Pour ceux qui ont battu le pavé ce 9 mars à Paris, un constat s'impose : les cortèges sont différents des manifestations habituelles. Bien plus de jeunes, mais aussi un calme déconcertant, une détermination palpable dans des regards sombres. Les phrases qui revenaient souvent : "Ça va au-delà de la loi travail", "c'est la mesure de trop", "ils sont bien décidés à nous faire payer la crise par encore plus de casse sociale...." Le niveau de conscience des raisons de lutter est parfaitement mis à jour, il n'y a pas de manipulation ici, mais des trajectoires personnelles et de l'exaspération. On n'est pas dans le pessimisme de 2010, quelque chose s'est levé là qui déstabilise un gouvernement à cran (le volume de la présence policière autour des ministères rappelle fortement les heures sarkozystes). Comme me le rappelait un syndicaliste l'autre jour : c'est la première fois que l'union se fait aussi vite sur le terrain. "En mai 68, il a fallu attendre quinze jours pour que les syndicats se mêlent de la contestation des jeunes". Ici en quinze jours, nous avons déjà des centaines de milliers de personnes dans la rue (jeunes, salariés du privé et du public, front syndical...).

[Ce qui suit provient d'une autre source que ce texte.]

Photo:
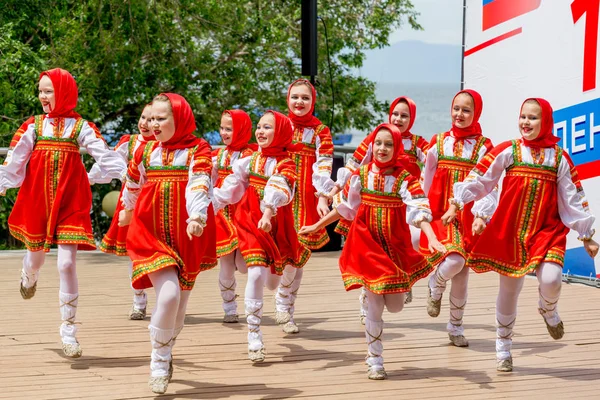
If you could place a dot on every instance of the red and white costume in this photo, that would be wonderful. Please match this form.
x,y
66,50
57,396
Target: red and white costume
x,y
541,200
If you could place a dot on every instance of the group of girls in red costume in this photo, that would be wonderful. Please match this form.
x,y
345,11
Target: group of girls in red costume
x,y
409,209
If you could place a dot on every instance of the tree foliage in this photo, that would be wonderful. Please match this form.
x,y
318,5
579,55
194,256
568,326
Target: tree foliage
x,y
218,54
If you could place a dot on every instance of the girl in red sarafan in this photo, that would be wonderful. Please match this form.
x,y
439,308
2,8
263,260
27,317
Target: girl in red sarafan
x,y
236,130
403,114
450,158
114,239
313,155
382,198
167,200
44,161
262,187
542,198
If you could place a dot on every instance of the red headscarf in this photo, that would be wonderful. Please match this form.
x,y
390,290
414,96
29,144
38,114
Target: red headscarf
x,y
412,109
398,160
546,137
185,124
474,129
308,120
65,93
242,129
282,139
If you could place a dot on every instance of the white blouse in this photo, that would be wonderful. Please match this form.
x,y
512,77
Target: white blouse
x,y
13,171
417,209
198,192
277,192
573,207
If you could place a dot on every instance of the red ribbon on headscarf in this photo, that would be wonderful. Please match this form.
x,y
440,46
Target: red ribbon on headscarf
x,y
282,138
399,159
412,108
65,93
474,129
546,137
308,120
185,124
242,130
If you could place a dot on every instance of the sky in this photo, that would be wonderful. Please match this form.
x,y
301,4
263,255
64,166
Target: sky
x,y
440,19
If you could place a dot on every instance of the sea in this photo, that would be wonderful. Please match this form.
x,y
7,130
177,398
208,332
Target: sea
x,y
433,106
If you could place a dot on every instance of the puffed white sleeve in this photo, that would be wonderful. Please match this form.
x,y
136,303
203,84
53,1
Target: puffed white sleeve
x,y
417,204
14,168
110,163
98,174
279,191
573,206
234,186
348,200
198,194
321,177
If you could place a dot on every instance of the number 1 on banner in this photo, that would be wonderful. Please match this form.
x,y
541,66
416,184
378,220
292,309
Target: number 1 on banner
x,y
591,9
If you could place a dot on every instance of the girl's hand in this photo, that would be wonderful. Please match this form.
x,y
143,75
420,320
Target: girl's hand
x,y
308,229
591,247
265,223
450,215
125,217
436,246
323,206
194,229
478,226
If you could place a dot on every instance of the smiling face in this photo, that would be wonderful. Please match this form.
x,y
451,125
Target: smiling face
x,y
530,121
46,94
226,129
300,100
265,130
162,124
401,116
463,111
143,123
383,146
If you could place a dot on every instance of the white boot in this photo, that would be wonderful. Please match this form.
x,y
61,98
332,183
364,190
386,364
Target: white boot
x,y
364,305
140,302
456,331
374,333
229,300
68,329
256,348
162,341
504,334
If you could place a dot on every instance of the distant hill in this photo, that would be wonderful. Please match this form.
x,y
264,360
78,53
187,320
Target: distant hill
x,y
413,62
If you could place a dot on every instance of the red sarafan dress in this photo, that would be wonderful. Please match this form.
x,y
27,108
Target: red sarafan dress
x,y
415,149
257,181
172,186
378,253
312,153
449,160
114,241
54,202
542,198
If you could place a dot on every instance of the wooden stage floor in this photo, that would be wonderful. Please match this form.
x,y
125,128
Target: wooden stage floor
x,y
325,360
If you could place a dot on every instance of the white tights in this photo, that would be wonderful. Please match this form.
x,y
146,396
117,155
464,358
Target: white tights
x,y
171,301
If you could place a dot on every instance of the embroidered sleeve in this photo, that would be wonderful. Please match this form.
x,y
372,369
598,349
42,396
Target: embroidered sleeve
x,y
14,168
361,156
573,206
321,177
110,163
199,189
479,185
136,176
234,186
279,190
348,200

Hors de sa morgue standard, la seule réponse du pouvoir à ce jour est l'éventualité de "taxer les CDD pour encourager les CDI" (énième pirouette puisque de fait le projet de loi détruit CDI ET CDD en instaurant sans le dire un CDE généralisé contrat à durée éphémère). La rengaine des pro Khomri est simple : les salariés sont des "insiders", des "privilégiés. Tu ne peux pas réduire le chômage ? Détruisons donc le travail. La troisième étape de cette arme de destruction salariale (la première étant la création de l'auto-entrepreneur) sera l'attaque frontale des fonctionnaires. Le récent acharnement du parquet à poursuivre les syndicats en justice (Goodyear, Air France) s'inscrit avec cohérence dans ce grand dynamitage.
Éditorialistes à un Smic par jour et en CDI depuis des décennies d'un côté, politiques déconnectés de l'autre ne connaissant pas plus l'entreprise que le travail et voguant d'un poste à l'autre depuis la sortie de l'ENA, chacun nous vantant la nécessité (pour les autres) de ne pas trop s'accrocher au contrat de travail à durée indéterminée. Se rendent-ils seulement compte de l'indécence ?
Je ne sais pas s'ils ont l'air du temps avec eux, mais ils ont clairement derrière eux trente années d'échecs dans leurs prescriptions économiques.